Former Delhi’s Deputy Chief Minister Manish Sisodia, who was arrested in the excise policy case, has told the court that the central agencies (Central Bureau of Investigation and Enforcement Directorate) have not been able to prove that any money has reached his hands.
His advocate Mohit Mathur told Special Judge Kaveri Baweja, Rouse Avenue Court in Delhi, that the AAP leader was eligible for bail as “there is no loss to the government exchequer. There is no loss to any individual. None of us who are consumers have been cheated of anything”.
Sisodia, who was arrested by the CBI in February last year and by the ED a month later, has been named a “key conspirator” in the case by the ED.
The probe agencies have accused the former deputy CM of extra-procedural interference in framing the Delhi excise policy, which was scrapped within months of its implementation. It is alleged that Sisodia changed it for the benefit of particular liquor entities and causing loss of several hundred crores to the state exchequer.
Sisodia's advocate said the AAP leader had satisfied the triple test for bail which states that bail may be granted if it is established that the accused is not at flight risk, not influence witnesses and not tamper with the evidence. "Sisodia was not influential anymore since he was no longer the deputy CM," Mathur said as mentioned in a report by the Indian Express.
“I have been in custody for 13 months…I have never misused the liberties granted to me by the court,” said Mathur on behalf of Sisodia, adding that co-accused (in the ED excise policy case) Benoy Babu also spent 13 months in incarceration and was granted bail by the Supreme Court on grounds of delay.

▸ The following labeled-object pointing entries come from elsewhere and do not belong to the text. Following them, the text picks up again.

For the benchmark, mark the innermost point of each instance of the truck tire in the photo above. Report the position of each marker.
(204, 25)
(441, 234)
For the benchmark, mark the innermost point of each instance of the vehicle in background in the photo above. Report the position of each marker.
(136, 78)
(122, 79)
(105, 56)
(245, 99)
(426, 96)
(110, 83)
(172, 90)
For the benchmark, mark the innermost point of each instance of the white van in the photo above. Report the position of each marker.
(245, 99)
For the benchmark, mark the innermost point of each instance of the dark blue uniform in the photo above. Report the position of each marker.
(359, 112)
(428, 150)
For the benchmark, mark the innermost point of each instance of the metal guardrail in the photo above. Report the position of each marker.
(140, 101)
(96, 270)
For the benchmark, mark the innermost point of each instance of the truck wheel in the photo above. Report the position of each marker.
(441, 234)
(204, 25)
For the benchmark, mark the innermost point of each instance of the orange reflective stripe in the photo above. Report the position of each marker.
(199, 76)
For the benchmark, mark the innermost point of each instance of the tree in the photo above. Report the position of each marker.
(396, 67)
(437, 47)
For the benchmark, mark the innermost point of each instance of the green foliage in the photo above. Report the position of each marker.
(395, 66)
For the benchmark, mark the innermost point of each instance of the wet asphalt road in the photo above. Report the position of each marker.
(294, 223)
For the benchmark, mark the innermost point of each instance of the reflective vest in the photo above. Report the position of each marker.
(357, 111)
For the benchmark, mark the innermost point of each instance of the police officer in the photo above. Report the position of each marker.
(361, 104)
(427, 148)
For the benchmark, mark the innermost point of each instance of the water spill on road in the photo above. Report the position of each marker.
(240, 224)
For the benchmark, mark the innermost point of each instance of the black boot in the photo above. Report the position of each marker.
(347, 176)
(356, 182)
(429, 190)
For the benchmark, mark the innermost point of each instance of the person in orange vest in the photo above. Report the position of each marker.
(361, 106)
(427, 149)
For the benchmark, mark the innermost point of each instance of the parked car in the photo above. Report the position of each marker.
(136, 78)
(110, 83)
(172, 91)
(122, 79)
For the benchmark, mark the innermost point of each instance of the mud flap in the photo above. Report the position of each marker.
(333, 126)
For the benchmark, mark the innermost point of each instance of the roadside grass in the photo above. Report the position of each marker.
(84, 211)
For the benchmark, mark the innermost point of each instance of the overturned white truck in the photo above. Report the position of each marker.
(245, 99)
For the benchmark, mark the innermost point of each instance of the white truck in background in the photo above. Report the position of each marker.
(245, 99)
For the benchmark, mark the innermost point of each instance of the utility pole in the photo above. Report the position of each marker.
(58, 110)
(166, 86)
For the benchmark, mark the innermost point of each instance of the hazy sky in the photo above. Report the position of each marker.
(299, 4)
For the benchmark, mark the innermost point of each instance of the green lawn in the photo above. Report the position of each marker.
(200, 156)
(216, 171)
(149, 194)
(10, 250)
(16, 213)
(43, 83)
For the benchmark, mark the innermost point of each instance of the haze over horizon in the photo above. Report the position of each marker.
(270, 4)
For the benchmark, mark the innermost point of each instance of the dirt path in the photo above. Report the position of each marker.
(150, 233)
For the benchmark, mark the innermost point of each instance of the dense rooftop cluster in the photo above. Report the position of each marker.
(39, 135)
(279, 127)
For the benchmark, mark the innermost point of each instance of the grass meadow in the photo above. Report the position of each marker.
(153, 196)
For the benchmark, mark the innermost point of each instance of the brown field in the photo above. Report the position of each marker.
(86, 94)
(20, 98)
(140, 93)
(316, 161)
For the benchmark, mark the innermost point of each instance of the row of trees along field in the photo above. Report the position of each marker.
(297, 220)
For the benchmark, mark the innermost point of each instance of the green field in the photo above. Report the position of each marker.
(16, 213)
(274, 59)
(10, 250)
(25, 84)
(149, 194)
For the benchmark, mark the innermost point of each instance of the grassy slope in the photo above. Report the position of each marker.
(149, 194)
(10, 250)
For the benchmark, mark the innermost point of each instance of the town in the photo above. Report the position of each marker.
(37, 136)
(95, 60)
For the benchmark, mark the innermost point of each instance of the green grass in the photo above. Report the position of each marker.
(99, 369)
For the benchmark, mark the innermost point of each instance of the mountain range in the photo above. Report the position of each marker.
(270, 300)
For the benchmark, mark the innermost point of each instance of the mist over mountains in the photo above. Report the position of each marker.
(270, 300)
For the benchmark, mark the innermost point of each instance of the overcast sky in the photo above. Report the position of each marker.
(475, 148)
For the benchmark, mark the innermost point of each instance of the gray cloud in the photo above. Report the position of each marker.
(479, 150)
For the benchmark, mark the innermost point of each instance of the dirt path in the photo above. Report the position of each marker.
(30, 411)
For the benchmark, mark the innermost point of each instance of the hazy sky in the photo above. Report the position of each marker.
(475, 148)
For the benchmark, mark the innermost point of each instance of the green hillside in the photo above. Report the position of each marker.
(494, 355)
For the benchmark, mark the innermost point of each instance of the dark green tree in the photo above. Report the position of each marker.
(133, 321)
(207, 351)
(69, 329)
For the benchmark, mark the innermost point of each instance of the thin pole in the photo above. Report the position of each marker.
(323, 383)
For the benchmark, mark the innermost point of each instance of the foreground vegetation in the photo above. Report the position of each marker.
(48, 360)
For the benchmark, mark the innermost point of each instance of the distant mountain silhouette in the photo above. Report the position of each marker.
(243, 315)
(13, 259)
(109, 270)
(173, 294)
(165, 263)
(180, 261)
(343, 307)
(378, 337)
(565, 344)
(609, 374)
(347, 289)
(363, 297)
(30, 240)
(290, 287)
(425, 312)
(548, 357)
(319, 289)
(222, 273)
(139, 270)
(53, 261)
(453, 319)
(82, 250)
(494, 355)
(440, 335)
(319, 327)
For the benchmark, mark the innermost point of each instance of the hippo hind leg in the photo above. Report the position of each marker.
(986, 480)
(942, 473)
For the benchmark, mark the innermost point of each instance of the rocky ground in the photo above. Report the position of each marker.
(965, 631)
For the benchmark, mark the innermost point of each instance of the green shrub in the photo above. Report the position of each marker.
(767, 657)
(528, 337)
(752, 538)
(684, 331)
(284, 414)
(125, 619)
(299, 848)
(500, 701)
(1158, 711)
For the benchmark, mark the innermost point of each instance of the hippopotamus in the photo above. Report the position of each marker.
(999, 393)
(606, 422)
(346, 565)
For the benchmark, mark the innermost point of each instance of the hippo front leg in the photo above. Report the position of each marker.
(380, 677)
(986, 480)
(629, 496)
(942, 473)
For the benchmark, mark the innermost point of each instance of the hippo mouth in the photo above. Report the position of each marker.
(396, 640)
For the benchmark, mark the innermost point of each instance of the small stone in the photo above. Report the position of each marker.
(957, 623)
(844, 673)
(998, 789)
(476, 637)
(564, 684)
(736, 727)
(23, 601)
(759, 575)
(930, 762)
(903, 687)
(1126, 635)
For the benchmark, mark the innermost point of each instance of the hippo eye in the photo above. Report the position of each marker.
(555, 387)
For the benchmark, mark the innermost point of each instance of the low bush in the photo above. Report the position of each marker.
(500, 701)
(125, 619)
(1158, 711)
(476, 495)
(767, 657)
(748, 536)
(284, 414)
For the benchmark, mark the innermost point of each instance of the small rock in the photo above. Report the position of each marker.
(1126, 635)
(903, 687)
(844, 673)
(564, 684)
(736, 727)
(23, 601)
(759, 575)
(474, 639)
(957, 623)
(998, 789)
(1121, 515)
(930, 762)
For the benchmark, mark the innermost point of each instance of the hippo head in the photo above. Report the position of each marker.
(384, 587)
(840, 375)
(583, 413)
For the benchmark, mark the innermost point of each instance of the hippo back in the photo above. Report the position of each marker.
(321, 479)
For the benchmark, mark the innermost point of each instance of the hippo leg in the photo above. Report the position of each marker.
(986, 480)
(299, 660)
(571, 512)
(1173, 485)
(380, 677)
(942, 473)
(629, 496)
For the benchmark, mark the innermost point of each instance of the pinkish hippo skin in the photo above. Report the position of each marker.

Last month, the Supreme Court dismissed the curative petitions filed by Sisodia against its October 30 last year verdict dismissing his bail pleas in the corruption and money laundering cases related to the Delhi excise policy scam.
A Bench headed by Chief Justice D. Y. Chandrachud, which considered the curative pleas in-chamber, also rejected his application for listing the petitions in the open court.
A curative petition is the last legal recourse in the apex court and is generally considered in-chamber unless a prima facie case is made out for reconsideration of the verdict.
Earlier in the day, the Supreme Court granted bail to AAP leader and Rajya Sabha MP Sanjay Singh, who was also arrested in the Delhi liquor policy scam case.
A bench presided over by Justice Sanjiv Khanna granted bail to Singh after the ED said it did not have any objection to granting relief to Singh. The bench also comprising Justices Dipankar Datta and P B Varale clarified that it had not said anything on the merits of the case.